O paralelo funcionava como uma via de duas mãos e tinha efeitos retroativos. Não era só o velho Machado que emprestava personagens e situações para falar da repressão em nosso presente. O caminho inverso também valia, sugerindo uma leitura menos convencional do mestre e, por meio dele, do passado brasileiro. O festival de desfaçatez armado por nossas elites logo em seguida ao golpe, com sua salada de modernização, truculência e provincianismo, ensinava a reconhecer aspectos até então recalcados da ironia machadiana. Esta aparecia a uma luz nova, muito mais ferina e política, de incrível atualidade. Noutras palavras, as revelações sociais trazidas pelo golpe de 64 desempoeiravam o maior de nossos clássicos.

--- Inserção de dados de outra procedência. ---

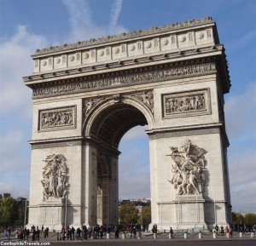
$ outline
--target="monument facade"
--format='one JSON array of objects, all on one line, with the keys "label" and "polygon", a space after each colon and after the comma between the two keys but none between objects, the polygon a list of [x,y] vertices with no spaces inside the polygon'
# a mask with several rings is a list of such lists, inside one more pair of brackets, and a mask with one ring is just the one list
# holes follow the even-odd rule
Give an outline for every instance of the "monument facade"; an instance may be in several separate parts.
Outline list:
[{"label": "monument facade", "polygon": [[212,18],[32,57],[33,73],[23,78],[33,103],[28,226],[118,224],[119,144],[137,125],[148,125],[152,224],[231,222],[224,112],[230,81]]}]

Comecei a escrever A Lata de Lixo em dezembro de 1968, pouco antes da decretação do AI-5, que afundou o país em anos de terror. Estava escondido em casa de amigos, cuja biblioteca era boa, e resolvi aproveitar o tempo. Além do Alienista, tirei da estante O Príncipe de Maquiavel, e sentei para trabalhar.
A gravidade do momento era brutal, mas ainda assim a grossura dos generais arrancava riso, uma risada algo histérica, em que se misturavam o medo e a angústia. O clima era de pastelão macabro. Para exemplificar, quando o general-presidente foi à tevê para explicar a necessidade de seu horroroso e histórico AI-5, parecia não ter familiaridade com o texto à sua frente, pelo qual ia tropeçando como podia. Enquanto isso, nas grandes capitais do mundo, e também entre nós – o ano era 68 –, a irreverência e o espírito libertário estavam em alta. Por contraste, as figuras caricatas que passavam a mandar e desmandar no Brasil ficavam ainda mais deprimentes e exasperantes. Para completar a liquidação, a oposição liberal à ditadura vacilava entre a prudência apavorada e a adesão oportunista, sem abrir mão das belas palavras. Mal ou bem, procurei dar forma teatral a essa cacofonia, casando decoro e pancadaria, grã-finismo e cretinice, cálculo e primarismo etc.

Por forte que fosse, a pressão das circunstâncias não determinava as soluções artísticas diretamente. A escolha e a discussão estética estavam na ordem do dia. Entre 1964 e 1968, a resistência cultural havia respondido com agilidade ao retrocesso político, inventando espetáculos incisivos, de grande repercussão, e produzindo algumas obras-primas. Teatro, canção, cinema e artes plásticas desenvolviam atitudes e formas sob medida, inconformistas em toda linha, valorizadas pela alusão inteligente ao presente nacional, o que não excluía a atualização cosmopolita. Como o momento era coletivo, a referência mútua fazia parte do jogo. Quando partia para o trabalho seguinte, o artista encontrava pela frente um leque intensamente debatido de obras recém-saídas da oficina, de um colega ou de um rival, a retomar, a contestar, a superar. As questões de arte dividiam e agrupavam, e tinham pé no risco político, que lhes emprestava a chispa especial. Englobando tudo, em linha reta ou quebrada, prosseguia o impulso do pré-64, com sua combinação de luta contra o subdesenvolvimento e busca do socialismo.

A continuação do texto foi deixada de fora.